In lime-free soil and full sun, heathers are ideal low and neat evergreen ground covers with the bonus of summer flowers. Calluna vulgaris ‘Wickwar Flame’ not only features bright yellow foliage throughout summer, but in winter the whole plant develops vivid reddish-orange tints. What’s more, from August well into autumn, the stems are lined with small pinkish bells. A spring trim with shears keeps the plants neat and dense. 50cm (20in). Hardiness rating H7.
This is the plant that took the old shade-loving standby Brunnera macrophylla into a different class. The striking, heart-shaped foliage always had a few silver spots, but in Brunnera macrophylla ‘Jack Frost’, almost the entire leaf is silver and attractively veined in dark green. It forms dense clumps, can even tolerate dry shade once established, and there is the bonus of clouds of small forget-me-not flowers in spring. 40cm (16in). Hardiness rating H6.
When the RHS grew over one hundred bergenias side-by-side, Bergenia purpurascens var. delavayi was one of the standout AGM winners. The large, leathery evergreen leaves we expect from bergenias emerge bright green and mature to bronze purple by winter, with their undersides showing a bright, livery pink. Spreading steadily, the foliage is rather upright but the cover is dense and enhanced by crowded clusters of bright pink flowers in spring. 30cm (1ft). Hardiness rating H5.
Some ground covers are bold and vivid, evergreen Asarum europaeum is more demure in its appearance but attractive and effective. Its prettily waved, rich green, heart-shaped leaves are solid and resilient in texture and attractively veined in pale creamy green. They overlap into a low dense rippling carpet and hide the tubular ground level purple flowers, which are more intriguing than flamboyant. The roots smell strongly of ginger. 15cm (6in). Hardiness rating H6.
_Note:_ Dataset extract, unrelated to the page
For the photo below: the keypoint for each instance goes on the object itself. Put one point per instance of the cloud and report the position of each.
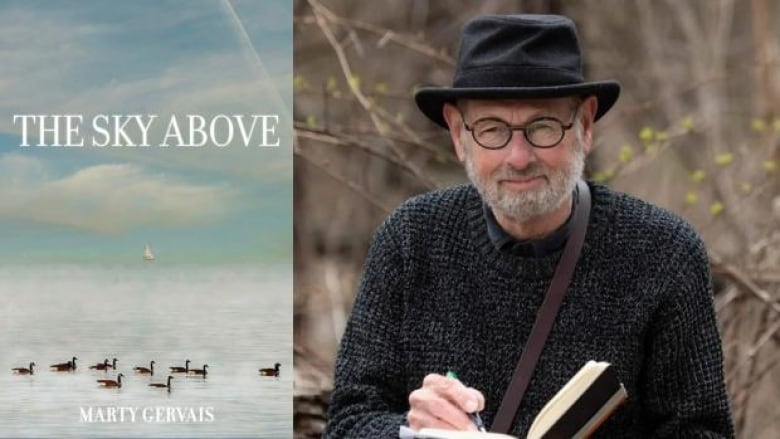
(159, 60)
(108, 198)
Nothing shines quite like Artemisia schmidtiana ‘Nana’. Overlapping silvery-white stems lie low across the soil, each stem lined with shimmering leaves split into slender, flat filaments which are gathered more tightly towards the tips, almost forming a rosette. Ideal in gravel in the sun, where it makes a fine companion for choice spring bulbs, it usually retains some foliage though the winter. Artemisia schmidtiana too, has an AGM. 30cm (9in). Hardiness rating H5.
There are relatively few plants with blue foliage, even fewer that are effective ground cover, and many of those are junipers. In fact, the sharp needles of Juniperus squamata ‘Blue Carpet’ are a lovely silvery aqua blue green and crowd the slightly rusty coloured branches that stretch out flat across the soil, branching as they go. Needs sun, and lovely with taller and more rounded foliage plants. 30cm (12in). Hardiness rating H7.